My second attempt was a 2600 cartridge slot connector hooked up to the ROM socket of a TRS-80 Color Computer disk cartridge. I wrote a DLOAD server for my Powerbook, which could load a cartridge dumper program written in BASIC. Because DLOAD used the serial port in a different way than printer output from BASIC did, I had to make a dual-headed serial cable. This dumper was quite a workhorse, and I even dumped River Patrol with it. But it still had one flaw: It couldn't dump Atari 7800 games.
So on to the third try. Since the 7800 contains a ROM with lots of extra space in it, and already has the needed cartridge slot, the obvious choice was to turn the 7800 into a cartridge dumper. At this point, two problems remained: how to detect unmapped memory addresses, and how to get the output to a computer.

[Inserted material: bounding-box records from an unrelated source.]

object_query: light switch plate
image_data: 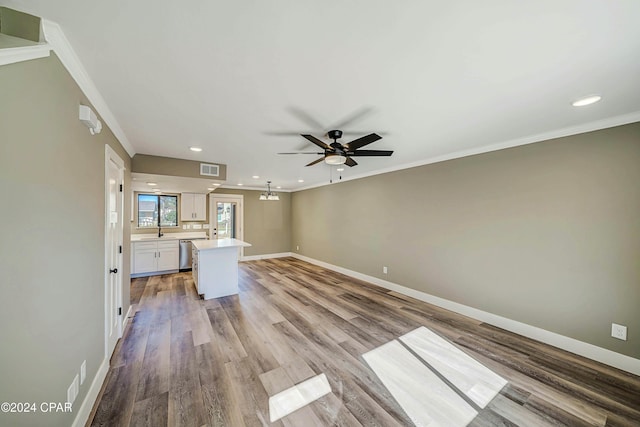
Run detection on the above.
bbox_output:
[80,360,87,385]
[611,323,627,341]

The unmapped memory address problem turned out to be easier than I thought. I started with my 7800 EPROM modification, and only had to add one resistor block (image) (10K ohms was handy at the time) to pins 26 to 33 of the CPU, making a pull-up to +5 volts. This way, unmapped memory would read as all ones.
The output was a little more difficult, but I had seen code for 1200/2400 baud output through the joystick port which used the horizontal sync as a master clock. Then I used the cable from a TI 99/4 joystick (because it had the necessary pin and wire for five volts power) and a MAX-232 chip to generate the RS-232 output signal.
After this, it was all software. It was able to recognize and dump most 2600 and 7800 bankswitching methods, erring on the side of too much information when possible.
For user input, I had it check the pause button during startup. If the pause button was pressed, it would automatically start dumping the cartridge without the need for any more input. Otherwise it would play the game as normal. (I apparently got tired of this and commented out the jump before label LD5A5.) While I was at it, I also disabled the digital signature check to allow it to run unsigned games. (If you want to do that to a regular 7800 BIOS, just change the byte at F4F5 to zero.)
Binary boot ROM image: 7800dump.bin
Source code: 7800dump.asm
7800 BIOS ROM in Intel hex format: 7800bios.hex
Note: 7800dump.asm is meant to be overlaid on top of a standard 7800 BIOS ROM image! If you use an assembler which generates Intel hex output, you can just concatenate it after 7800bios.hex and make a ROM image from that. With my own assembler, the following commands will do this:
asm6502 -l -o -w -e dump.asm
cat 7800bios.hex dump.asm.hex | makerom -b E000 >7800dump.bin
Then burn 7800dump.bin to a 2764 EPROM. If you are using a 27128, simply change "-b E000" to "-b C000".